22.6.0.2 (NEW) Make Plot

  • To make your app more organized, you may optionally create a function that outputs a ggplot object
  • We will call this function make_plot to be consistent, but it can be called anything and there can even be multiple functions.
  • The input arguments of the make_plot function will be the features that the user can filter or select for.
  • The make_plot function will filter the data based on the provided input arguments and ouput a plot based on the filtered data.

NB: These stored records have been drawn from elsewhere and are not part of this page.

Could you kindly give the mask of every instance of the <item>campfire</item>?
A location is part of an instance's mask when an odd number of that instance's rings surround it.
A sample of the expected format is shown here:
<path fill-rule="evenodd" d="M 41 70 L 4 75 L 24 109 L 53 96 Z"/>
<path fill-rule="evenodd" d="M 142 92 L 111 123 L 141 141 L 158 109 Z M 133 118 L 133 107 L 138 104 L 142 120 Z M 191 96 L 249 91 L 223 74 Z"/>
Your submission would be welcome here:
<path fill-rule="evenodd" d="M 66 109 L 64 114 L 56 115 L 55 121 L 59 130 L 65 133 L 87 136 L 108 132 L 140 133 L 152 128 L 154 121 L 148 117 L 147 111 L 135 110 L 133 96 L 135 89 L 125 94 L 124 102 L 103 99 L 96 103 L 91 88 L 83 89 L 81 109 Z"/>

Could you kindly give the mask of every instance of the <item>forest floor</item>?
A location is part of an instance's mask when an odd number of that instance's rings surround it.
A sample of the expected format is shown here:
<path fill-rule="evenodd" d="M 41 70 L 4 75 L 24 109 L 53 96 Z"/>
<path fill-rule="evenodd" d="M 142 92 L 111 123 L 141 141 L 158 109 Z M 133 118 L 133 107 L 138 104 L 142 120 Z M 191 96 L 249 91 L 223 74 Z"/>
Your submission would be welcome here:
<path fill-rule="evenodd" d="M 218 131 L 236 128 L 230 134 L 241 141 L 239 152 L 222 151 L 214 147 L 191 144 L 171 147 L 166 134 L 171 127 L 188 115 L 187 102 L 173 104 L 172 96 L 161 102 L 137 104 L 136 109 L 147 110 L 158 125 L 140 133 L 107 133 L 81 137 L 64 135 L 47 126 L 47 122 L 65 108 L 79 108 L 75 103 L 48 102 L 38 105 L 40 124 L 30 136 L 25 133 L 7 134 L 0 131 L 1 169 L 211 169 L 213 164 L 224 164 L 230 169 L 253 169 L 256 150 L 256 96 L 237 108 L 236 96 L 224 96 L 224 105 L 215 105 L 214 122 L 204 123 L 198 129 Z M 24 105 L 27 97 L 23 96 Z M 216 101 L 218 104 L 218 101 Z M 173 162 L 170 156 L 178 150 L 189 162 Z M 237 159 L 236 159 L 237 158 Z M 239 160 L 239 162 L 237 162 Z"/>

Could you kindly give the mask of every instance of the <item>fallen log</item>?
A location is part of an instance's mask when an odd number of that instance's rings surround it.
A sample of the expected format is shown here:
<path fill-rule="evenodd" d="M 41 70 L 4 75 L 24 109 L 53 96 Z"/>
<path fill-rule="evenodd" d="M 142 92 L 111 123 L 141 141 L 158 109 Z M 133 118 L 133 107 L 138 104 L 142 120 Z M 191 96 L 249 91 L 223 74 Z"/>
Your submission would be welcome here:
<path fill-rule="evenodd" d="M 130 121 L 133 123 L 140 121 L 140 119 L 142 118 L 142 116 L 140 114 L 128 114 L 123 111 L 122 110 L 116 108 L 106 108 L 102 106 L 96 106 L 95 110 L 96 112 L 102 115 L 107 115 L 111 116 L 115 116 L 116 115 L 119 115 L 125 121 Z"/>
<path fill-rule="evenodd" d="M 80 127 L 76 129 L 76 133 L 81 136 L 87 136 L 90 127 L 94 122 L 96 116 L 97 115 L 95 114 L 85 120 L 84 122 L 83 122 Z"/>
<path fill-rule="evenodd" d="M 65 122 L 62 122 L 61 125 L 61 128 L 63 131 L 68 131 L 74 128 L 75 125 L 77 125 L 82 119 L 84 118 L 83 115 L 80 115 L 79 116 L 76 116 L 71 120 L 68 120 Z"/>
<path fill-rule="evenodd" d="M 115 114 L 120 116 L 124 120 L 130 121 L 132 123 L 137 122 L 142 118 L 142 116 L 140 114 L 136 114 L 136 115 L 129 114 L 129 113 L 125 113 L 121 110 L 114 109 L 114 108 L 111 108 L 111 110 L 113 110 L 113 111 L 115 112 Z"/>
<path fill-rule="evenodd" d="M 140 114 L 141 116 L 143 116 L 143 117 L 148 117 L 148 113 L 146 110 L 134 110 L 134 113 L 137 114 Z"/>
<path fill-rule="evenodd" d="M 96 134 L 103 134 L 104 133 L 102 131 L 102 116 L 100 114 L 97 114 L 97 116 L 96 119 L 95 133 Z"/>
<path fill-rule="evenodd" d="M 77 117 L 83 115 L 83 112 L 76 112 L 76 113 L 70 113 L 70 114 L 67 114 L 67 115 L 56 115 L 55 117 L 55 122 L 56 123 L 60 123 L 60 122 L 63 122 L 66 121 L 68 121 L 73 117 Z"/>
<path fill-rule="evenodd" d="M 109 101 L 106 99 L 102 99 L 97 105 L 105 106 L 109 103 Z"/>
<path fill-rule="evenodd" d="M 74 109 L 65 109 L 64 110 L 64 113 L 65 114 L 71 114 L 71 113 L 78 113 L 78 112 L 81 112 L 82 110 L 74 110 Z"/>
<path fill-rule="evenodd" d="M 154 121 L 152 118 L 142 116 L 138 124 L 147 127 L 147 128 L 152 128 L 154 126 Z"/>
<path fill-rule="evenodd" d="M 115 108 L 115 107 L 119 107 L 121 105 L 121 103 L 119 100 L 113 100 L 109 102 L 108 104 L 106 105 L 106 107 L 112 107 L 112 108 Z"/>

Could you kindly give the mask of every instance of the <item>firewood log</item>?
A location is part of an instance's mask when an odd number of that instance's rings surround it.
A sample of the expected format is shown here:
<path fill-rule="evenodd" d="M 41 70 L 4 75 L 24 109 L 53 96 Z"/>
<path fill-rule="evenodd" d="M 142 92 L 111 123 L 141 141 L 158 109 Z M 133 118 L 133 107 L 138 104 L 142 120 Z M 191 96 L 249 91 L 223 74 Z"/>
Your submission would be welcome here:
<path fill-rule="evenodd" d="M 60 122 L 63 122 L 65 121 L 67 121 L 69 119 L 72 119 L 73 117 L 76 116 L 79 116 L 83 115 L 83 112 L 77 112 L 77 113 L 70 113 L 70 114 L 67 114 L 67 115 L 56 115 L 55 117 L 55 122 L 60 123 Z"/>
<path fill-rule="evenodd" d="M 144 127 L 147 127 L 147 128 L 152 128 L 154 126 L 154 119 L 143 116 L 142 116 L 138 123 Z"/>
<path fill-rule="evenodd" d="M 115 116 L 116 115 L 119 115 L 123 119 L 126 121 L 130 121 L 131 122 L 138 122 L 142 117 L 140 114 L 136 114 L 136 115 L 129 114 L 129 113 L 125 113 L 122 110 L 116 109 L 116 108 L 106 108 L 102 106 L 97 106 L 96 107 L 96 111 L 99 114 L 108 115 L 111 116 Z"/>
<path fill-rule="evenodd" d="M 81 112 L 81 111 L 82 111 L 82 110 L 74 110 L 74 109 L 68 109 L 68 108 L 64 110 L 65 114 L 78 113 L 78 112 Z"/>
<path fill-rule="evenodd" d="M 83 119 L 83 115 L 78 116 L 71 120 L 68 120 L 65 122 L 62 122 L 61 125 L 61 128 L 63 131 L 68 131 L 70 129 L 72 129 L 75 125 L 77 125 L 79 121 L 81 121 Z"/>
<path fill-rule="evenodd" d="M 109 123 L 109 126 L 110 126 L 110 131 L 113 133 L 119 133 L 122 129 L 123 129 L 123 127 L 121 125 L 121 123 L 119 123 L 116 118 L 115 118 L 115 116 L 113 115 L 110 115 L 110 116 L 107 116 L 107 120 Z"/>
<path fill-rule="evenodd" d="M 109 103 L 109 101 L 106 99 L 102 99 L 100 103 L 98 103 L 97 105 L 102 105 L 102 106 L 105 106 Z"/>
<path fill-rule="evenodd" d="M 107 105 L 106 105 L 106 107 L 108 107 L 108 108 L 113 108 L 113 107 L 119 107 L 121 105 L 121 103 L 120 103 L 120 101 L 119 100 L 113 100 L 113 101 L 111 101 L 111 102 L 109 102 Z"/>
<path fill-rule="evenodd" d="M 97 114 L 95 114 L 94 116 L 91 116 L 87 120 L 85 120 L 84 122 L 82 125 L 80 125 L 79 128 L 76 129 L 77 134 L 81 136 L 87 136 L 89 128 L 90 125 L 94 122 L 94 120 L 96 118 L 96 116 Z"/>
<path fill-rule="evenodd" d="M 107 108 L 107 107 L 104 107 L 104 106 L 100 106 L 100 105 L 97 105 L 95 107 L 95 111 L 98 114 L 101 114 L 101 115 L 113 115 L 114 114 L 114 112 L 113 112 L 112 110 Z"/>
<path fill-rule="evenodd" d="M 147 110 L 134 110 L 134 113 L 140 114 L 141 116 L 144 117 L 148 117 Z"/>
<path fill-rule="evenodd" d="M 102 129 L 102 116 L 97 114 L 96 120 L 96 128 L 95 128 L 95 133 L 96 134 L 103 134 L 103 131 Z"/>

For example, let’s turn the creation of a plot in last demo from cm107 into a function (make_plot) that outputs a ggplotly object:

## YOUR SOLUTION HERE

make_plot <- function() {
    # add a ggplot
    plot <- mtcars %>% 
        ggplot() + 
        theme_bw() +
        geom_point(aes(x = mpg, y = hp) ) + 
        labs(x = 'Fuel efficiency (mpg)',
                 y = 'Horsepower (hp)') + 
        ggtitle(("Horsepower and Fuel efficiency for "))
    
    ggplotly(plot)
}

22.6.0.3 Create Dash instance

  • app <- Dash$new() creates a new instance of a dash app

22.6.0.4 (NEW) Assign components to variables

In order to keep app$layout() relatively clean, tidy, and easy to debug, I recommend you create your components as variables first and then pass those into the list of app$layout().

For example:

# Assign components to variables
heading_helloworld = htmlH1('Hello world!! Dash application')
heading_subtitle = htmlH2('This is a subheading')
graph_1 = dccGraph(id='mtcars',figure = make_plot())

# Specify App layout
app$layout(
    htmlDiv(
        list(
            heading_helloworld,
            heading_subtitle,
            graph_1
        )
    )
)

22.6.0.5 Specify App Layout app$layout()

  • app$layout() describes the layout of your app.
  • An htmlDiv is placed inside an app$layout() call that allows you to specify where to add “Divs” in your dashboard. For example, create an area for plots, a header for a title, or a sidebar for filters. It also allows you to specify where in your dashboard to place your graphs and filters. We will look at these later in the layouts section ; for now, you will need just one div and specify Dash components using a list
  • See here for more information on Dash layouts.

22.6.0.6 (NEW) App Callbacks app$callback()

  • app$callback() allows you to use Dash components (ex. dropdown menus) to interactively change your plots (or other components).
  • app$callback() can also be used to filter your data, or do other things that control the data going into your plots.
  • See here for more information on Dash callbacks.

22.6.0.7 Run App

  • app$run_server() runs your Dash app.
  • Render your Dash app by running $ Rscript app.R in your terminal.
  • Look at the output of your shell and navigate to the specified address (should be http://127.0.0.1:8050/) in your web browser. You should see your dash app.
  • Note: To automatically reload your dashboard when you make changes, add debug=TRUE to the app$run_server call.